Tuesday, September 23, 2014

Solitary Writer Retreat

For an all-consuming writing experience, I pack up and leave home.

Here’s the why of it for all those who have asked aloud and especially for those who wonder without asking.

Yes, I do have an office at home. No, I don’t have small children underfoot. My house is relatively quiet. My husband is (mostly) considerate of my writing space – both figuratively and literally. So why do I have to run away to accomplish great chunks of writing?

Stimulation. New sights and sounds awaken the senses and clear the cobwebs of my mind. Nature is never distracting. People on the other hand are a different story so I prefer a tranquil

No routine. This is the most important for me. By choice, I camp out in the room where I’ll be writing. Usually a large room with a view. Sleeping bag and pillow on the couch. Because I’ve eliminated the bedtime ritual, not to mention the bed, I usually nap anywhere from thirty minutes to never longer than five hours. Then I’m back at the computer. Rhythm and thought process intact.

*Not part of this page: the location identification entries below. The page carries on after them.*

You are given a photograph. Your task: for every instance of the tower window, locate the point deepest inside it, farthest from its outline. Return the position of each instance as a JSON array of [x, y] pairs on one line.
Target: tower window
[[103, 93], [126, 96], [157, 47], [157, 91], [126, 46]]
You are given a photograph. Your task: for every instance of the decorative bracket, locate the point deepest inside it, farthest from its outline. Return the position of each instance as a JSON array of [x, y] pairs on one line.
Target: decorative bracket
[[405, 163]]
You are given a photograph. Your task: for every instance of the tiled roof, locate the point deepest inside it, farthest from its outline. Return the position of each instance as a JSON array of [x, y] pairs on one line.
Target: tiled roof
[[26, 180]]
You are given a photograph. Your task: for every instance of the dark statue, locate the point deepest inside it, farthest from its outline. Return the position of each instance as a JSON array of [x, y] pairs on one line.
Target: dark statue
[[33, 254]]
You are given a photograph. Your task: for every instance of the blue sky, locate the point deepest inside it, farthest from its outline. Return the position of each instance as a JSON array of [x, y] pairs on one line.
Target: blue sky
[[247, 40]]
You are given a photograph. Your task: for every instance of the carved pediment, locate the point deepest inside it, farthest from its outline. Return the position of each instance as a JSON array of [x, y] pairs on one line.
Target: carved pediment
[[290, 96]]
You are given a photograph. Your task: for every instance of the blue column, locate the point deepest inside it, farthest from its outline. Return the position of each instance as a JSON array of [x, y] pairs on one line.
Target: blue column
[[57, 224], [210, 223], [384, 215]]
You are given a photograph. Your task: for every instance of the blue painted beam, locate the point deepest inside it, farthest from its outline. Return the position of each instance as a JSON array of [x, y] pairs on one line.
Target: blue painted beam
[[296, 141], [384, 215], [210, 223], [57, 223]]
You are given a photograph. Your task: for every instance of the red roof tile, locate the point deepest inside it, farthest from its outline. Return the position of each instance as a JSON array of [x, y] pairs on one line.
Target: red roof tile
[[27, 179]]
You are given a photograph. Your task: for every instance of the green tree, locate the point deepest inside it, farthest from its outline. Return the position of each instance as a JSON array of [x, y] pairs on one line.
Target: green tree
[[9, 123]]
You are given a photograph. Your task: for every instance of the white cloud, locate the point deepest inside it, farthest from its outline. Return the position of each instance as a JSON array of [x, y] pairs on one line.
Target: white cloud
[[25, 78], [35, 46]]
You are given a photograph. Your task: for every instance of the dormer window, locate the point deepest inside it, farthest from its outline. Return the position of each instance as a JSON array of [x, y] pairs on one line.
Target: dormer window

No distractions. I’m not listening for the washer or dryer to quit, planning meals, running to the grocery store, unloading the dishwasher, vacuuming the dog hair off the furniture, or even watching my favourite evening TV programmes – especially those true crime shows.

No interruptions. I’m thinking of Sorry to bother you but… Or the dog whining to go out. The dog whining for a treat. The dog whining for her supper. Tiki, my kitty, passed away in April. Being without her after eighteen years is terrible but she was the biggest distraction. Hated to see my office door closed. She’d screech until I opened it and even when she was in the office, she insisted that the door be left open. She’d hop on and off my lap or my desk every few minutes. It’s easy to be sidetracked by a cuddle. See my post Cuddles, Coos, and Other Writerly Distractions.

No guilt. That’s a biggie. Turning down a friend’s lunch invitation, or chance to meet for coffee, or visit with relatives. Letting a phone call go to voicemail. It’s tough. I do feel guilty for begging off when I’m working an assignment but it’s screamingly frustrating working in fits and starts – at least for me. It’s a problem for all people who work from a home office. Especially writers. After all, many – too many – don’t consider it work. When I’m on a writing getaway, everyone respects my need for solitude.

My retreats are more than bouncing from the couch to the computer. I wander outside for fresh air, exercise at least an hour each day, drink plenty of water, and always eat at regular intervals – even with my irregular hours.

I pack healthy snacks and meals. Carrots and hummus, hard-boiled eggs, English muffins and cereal, yogurt and granola, pre-mixed green salads and prepared dinners. I spend little time in the kitchen and require only a microwave and a coffee-maker.

My focus is my writing project. The only conversations I have are with my characters. Nothing interrupts my thought process. It consumes me.

So far I’ve enjoyed two or three retreats courtesy of friends who live along the St. Clair River.
It’s amazing what I can achieve in the three or four days that I’m housesitting.

I return home feeling accomplished and refreshed. And energized. Yes, my energy level definitely increases with these mini getaways. It’s the excitement of the several thousand additional words to the manuscript and the exhilaration of creativity.

Love my retreats!


  1. Replies
    1. That's right Terry. Multi-tasking was my middle name at one time. I'm more easily distracted in my later years. ;)

  2. Replies
    1. Patricia, I thrive on change and new experiences. It's great to do this once in awhile. Total absorption! Works for me!